We want to find all permutations of a string of length n. Then, you are to search an array of fixed constant size, say 3000 and check if the string is in the array.
String arr[3000];
Because we will have !n permutations, we need to do !n searches.
Also, what difference does it make when you check 2 different strings against an element in the array versus just checking 1 string?
What is the time complexity?
My thoughts is that it will take at worst, log2(3000) to go through the array once. Time complexity of that is O(log2(3000)) which is O(1).
Now, you need to go through this array !n times so time complexity is O(!n).
So the binary search reducing the number of searches required should not be the focus when analyzing the time complexity of this algorithm.
My question is, binary search does reduce the number of searches and if you are gonna go through it n! times, shouldn't this be a significant difference?
Any insight to better my understanding is appreciated.
Big O complexity analysis only deals with quantities that are subject to change, by definition. That you get vacuous answers when all your quantities are constant is expected.
The constant factors are relevant when comparing two algorithms of equal Big-O, so your change from 3000 -> log2(3000) is a factor of about 200.

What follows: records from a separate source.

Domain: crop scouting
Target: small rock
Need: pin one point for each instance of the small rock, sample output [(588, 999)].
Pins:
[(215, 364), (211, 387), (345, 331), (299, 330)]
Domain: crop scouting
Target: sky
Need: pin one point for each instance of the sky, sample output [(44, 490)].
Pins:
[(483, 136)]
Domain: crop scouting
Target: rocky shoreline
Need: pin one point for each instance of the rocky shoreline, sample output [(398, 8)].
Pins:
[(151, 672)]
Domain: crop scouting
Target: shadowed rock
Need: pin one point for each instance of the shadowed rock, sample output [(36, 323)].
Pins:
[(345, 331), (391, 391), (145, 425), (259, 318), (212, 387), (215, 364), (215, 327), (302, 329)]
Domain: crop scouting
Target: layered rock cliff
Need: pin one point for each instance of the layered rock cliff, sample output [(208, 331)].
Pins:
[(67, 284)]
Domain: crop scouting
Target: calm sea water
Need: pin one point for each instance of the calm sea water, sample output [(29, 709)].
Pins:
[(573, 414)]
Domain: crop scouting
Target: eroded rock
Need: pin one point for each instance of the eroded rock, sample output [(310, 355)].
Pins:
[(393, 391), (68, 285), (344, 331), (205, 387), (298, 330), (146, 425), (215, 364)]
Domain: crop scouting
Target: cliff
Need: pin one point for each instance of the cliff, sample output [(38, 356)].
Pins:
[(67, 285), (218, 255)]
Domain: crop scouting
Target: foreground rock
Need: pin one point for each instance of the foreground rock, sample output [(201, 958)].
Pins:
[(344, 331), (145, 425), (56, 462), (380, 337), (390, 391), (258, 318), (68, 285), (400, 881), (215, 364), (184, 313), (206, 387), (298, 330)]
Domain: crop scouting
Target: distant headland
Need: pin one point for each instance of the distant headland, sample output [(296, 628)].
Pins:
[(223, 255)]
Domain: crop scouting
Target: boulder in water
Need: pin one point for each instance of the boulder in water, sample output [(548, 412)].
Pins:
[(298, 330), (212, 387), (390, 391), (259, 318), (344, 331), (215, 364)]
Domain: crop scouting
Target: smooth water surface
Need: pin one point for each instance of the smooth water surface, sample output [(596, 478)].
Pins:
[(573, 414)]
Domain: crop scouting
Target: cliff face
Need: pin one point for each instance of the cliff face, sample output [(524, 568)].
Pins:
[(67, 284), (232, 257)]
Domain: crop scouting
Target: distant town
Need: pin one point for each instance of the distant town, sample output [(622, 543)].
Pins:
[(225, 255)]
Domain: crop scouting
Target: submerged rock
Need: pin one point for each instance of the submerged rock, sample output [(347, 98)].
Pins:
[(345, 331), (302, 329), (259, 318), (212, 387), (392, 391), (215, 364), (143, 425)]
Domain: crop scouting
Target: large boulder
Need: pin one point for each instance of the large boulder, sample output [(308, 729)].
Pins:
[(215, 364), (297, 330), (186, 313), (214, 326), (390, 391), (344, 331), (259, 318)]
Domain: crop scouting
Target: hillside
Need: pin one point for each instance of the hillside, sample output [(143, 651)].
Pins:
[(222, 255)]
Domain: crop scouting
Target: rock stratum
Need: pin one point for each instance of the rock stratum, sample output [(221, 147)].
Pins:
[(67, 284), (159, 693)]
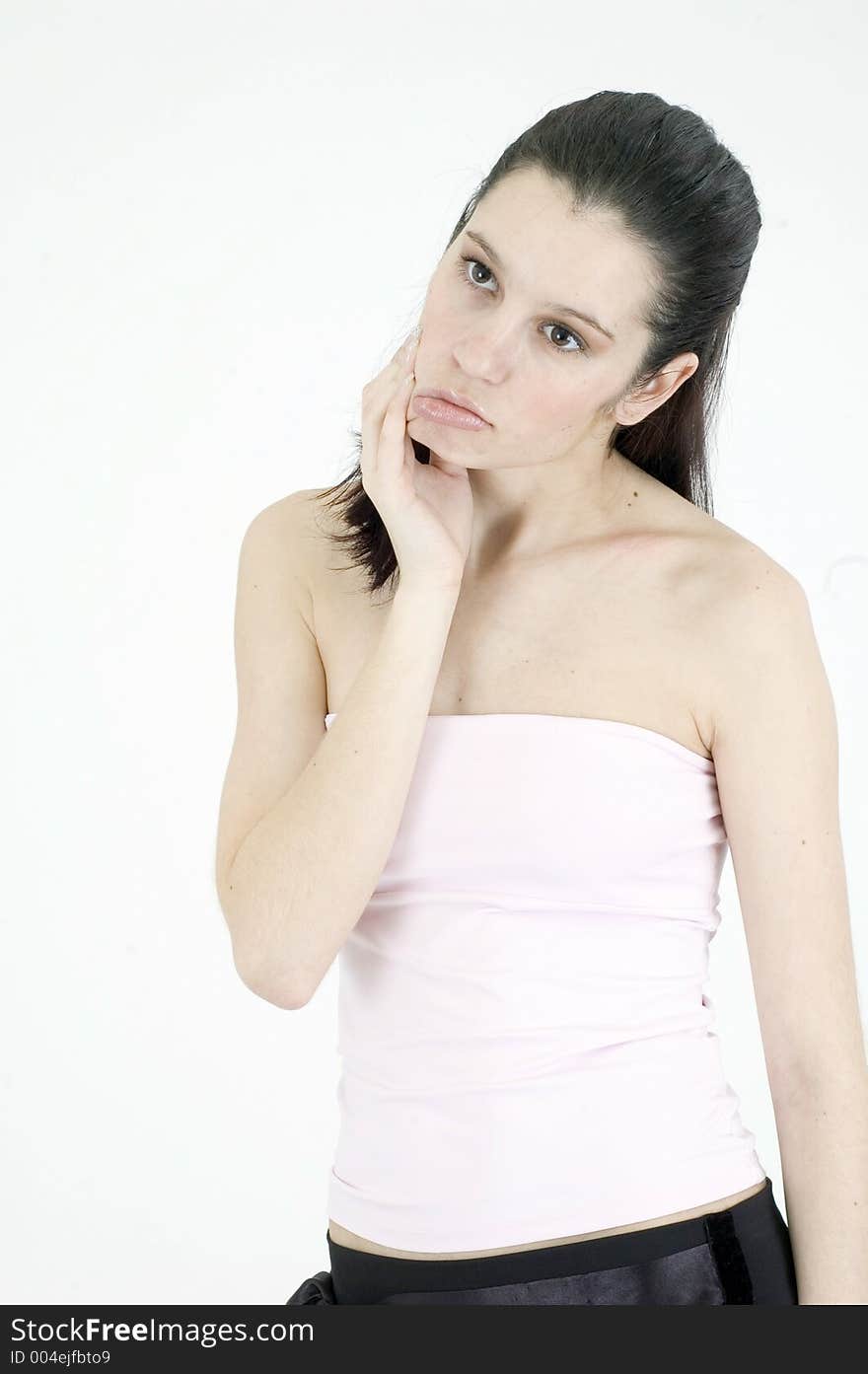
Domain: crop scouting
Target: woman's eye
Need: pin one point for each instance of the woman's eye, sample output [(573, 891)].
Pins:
[(469, 262)]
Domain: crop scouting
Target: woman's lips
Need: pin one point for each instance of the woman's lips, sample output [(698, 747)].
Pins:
[(444, 412)]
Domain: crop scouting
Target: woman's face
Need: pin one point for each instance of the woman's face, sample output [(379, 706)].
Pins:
[(490, 332)]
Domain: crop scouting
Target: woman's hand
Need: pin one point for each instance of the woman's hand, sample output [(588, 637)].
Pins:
[(426, 507)]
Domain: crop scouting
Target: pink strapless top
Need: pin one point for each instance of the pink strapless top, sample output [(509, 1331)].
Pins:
[(526, 1045)]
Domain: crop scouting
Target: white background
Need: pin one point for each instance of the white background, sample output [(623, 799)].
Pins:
[(219, 223)]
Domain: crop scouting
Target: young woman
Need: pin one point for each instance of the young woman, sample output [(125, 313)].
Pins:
[(496, 756)]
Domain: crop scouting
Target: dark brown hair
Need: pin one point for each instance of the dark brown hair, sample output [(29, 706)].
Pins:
[(661, 170)]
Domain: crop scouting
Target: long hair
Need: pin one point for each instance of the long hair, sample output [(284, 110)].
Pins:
[(680, 194)]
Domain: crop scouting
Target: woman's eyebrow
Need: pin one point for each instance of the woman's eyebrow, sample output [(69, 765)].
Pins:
[(549, 305)]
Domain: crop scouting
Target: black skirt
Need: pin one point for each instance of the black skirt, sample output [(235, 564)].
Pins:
[(742, 1255)]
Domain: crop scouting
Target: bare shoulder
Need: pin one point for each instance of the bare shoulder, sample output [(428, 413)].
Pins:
[(291, 534), (749, 615)]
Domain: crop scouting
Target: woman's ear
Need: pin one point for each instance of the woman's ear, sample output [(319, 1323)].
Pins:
[(648, 398)]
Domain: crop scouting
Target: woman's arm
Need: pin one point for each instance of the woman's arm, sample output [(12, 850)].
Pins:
[(776, 756), (308, 817)]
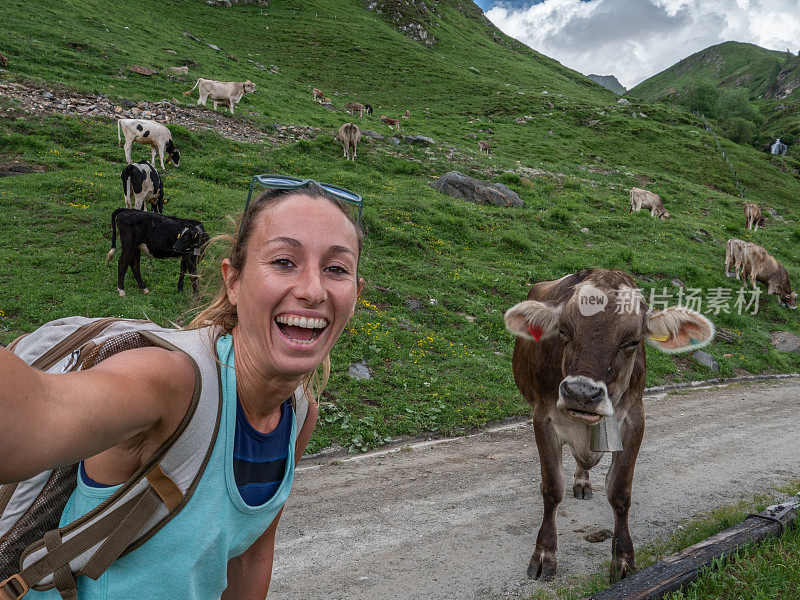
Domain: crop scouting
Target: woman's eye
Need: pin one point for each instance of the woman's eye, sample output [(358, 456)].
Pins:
[(283, 263), (338, 270)]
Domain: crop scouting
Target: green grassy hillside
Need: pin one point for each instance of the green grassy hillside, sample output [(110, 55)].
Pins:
[(770, 78), (440, 272)]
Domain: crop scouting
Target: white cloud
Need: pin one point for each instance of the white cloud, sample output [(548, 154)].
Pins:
[(635, 39)]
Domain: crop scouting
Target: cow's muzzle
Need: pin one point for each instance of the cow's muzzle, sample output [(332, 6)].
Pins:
[(584, 398)]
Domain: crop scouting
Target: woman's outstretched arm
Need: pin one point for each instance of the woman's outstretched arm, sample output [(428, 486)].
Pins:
[(51, 420)]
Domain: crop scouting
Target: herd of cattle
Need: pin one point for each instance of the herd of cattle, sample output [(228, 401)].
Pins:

Thus you use the binary search because you are doing more than Big-O analysis. You have also estimated the constant factors, and see an easy 200x speedup
But equally you can have multiple terms in your complexity. You might say:
n be the input string lengthm be the size of arrO( n * n! * log(m) ) (n for the string equality, n! for the permutations, log(m) for the binary searching)It also rather depends on a model of cost. Usually this maps back to some abstract machine, e.g. we assume that operations have a certain cost. E.g. You might compare sorting algorithms by just the count of comparisons, or by just the count of swaps, or by the counts of both comparisons and swaps.